Cardinal Timothy M. Dolan of New York, president of the U.S. Conference of Catholic Bishops, noted the “urgency” surrounding the situation.
“Yesterday’s events in Libya and Egypt point to what is at stake,” he said. “We need to be respectful of other religious traditions at the same time that we unequivocally proclaim that violence in the name of religion is wrong.”
The cardinal’s comments came at a Sept. 12 international religious freedom symposium co-sponsored by the bishops’ conference, Catholic Relief Services and The Catholic University of America.
He observed that thousands of Christians are being forced out of Middle Eastern countries due to harassment and violence.
“As many Muslims and Jews will tell you, this is not good for the region,” he explained, noting that Christians are indigenous to the region.
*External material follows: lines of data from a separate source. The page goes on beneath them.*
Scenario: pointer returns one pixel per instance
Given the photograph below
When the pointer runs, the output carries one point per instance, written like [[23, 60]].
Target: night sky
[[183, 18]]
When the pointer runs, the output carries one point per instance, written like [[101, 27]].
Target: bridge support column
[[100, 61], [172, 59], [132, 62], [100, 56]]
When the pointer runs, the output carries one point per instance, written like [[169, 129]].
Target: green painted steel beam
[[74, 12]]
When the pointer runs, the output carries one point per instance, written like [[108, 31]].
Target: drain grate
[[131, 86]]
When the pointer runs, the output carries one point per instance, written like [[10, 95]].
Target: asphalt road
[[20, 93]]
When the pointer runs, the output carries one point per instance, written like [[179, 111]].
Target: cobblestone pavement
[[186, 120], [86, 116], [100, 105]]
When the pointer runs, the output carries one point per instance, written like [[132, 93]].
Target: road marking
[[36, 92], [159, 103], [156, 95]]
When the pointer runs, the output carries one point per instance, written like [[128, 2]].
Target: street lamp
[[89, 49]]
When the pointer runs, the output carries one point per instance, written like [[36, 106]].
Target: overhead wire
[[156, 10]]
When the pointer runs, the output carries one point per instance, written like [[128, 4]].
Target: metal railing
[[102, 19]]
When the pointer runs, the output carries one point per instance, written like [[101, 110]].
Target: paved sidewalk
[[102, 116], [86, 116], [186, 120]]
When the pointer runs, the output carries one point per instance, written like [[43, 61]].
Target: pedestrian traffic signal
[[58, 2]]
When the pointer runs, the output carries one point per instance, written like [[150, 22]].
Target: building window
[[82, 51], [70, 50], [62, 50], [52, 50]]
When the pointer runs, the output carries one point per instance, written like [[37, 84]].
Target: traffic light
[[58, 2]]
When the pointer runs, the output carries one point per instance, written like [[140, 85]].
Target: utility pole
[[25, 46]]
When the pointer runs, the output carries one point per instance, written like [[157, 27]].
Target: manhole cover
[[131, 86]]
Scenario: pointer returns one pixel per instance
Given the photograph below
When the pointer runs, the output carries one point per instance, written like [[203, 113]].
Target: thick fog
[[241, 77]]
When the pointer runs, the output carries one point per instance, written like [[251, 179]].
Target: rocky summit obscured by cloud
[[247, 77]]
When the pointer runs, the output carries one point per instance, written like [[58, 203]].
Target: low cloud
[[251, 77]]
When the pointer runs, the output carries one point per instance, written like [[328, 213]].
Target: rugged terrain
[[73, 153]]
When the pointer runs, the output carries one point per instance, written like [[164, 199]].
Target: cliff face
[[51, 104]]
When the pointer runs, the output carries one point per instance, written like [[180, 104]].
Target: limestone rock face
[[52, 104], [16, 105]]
“They contribute to the common good of their societies, and their presence enriches diversity and tolerance, and beyond tolerance, respect,” he said. “Their presence is good for all of the people of the Middle East.”
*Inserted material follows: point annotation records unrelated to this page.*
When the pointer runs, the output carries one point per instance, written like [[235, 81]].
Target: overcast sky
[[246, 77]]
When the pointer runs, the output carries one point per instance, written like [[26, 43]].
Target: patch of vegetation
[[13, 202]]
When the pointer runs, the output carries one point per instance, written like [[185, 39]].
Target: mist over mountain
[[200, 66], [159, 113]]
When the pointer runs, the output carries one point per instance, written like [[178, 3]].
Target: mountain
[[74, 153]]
On the night of Sept. 11, an angry crowd stormed the U.S. consulate in Benghazi, Libya, killing four Americans, including U.S. Ambassador Christopher Stevens.
In the following days, violence has spread throughout the region. Much of the violence in the area appears to be in reaction to a low-budget video produced in the U.S. that mocks Islam's Prophet Muhammad.
However, according to the Associated Press, a senior Libyan official has said that militants in that country may have used the film as a cover for a planned terrorist attack on the U.S. Consulate.
Unlike the other protests in the region, the crowd in Libya was heavily armed, reportedly using machine guns and rocket-propelled grenades to carry out the attack.
Protests have now been reported in some 20 countries. While some of these protests were primarily peaceful, others quickly turned violent in Middle Eastern nations including Yemen, Sudan, Tunis and Egypt.
According to Fox News, demonstrators in Lebanon chanted against Pope Benedict XVI’s 3-day Apostolic Visit to the country, which began Sept. 14. The pope has said that he is visiting the region as “a pilgrim of peace.”
Dr. Thomas Farr, who served as the first director of the U.S. State Department's office of international religious freedom, said that the problem underlying the violence is “the view, widely accepted among Muslims abroad, that anyone who offends Islam must be punished, either by the state or private actors.”
Violent extremism and the idea “that anyone offending Islam must be punished” are leading to increased attacks on religious minorities and threatening the security of America, he warned.
Farr, who directs the Religious Freedom Project at the Georgetown University’s Berkley Center for Religion, Peace and World Affairs, also spoke at the international religious freedom symposium on Sept. 12.
“No one should insult the sacred beliefs of another,” he said. “It is an assault on human dignity and respect for others.”
“But the malevolent idea that the proper response to defamation of religion is criminal prosecution, let alone violence or murder, is a dangerous problem in the Muslim-majority world,” he explained.
Farr stressed that is “in the vital interests of the United States" that these Middle Eastern nations "overcome violent religious extremism and achieve stable democracies and economic development.”
To achieve this, he said, the U.S. must more effectively support Muslims within these countries who understand the critical importance of religious freedom for their nation's future success and realize “that Islam can be defended without violence.”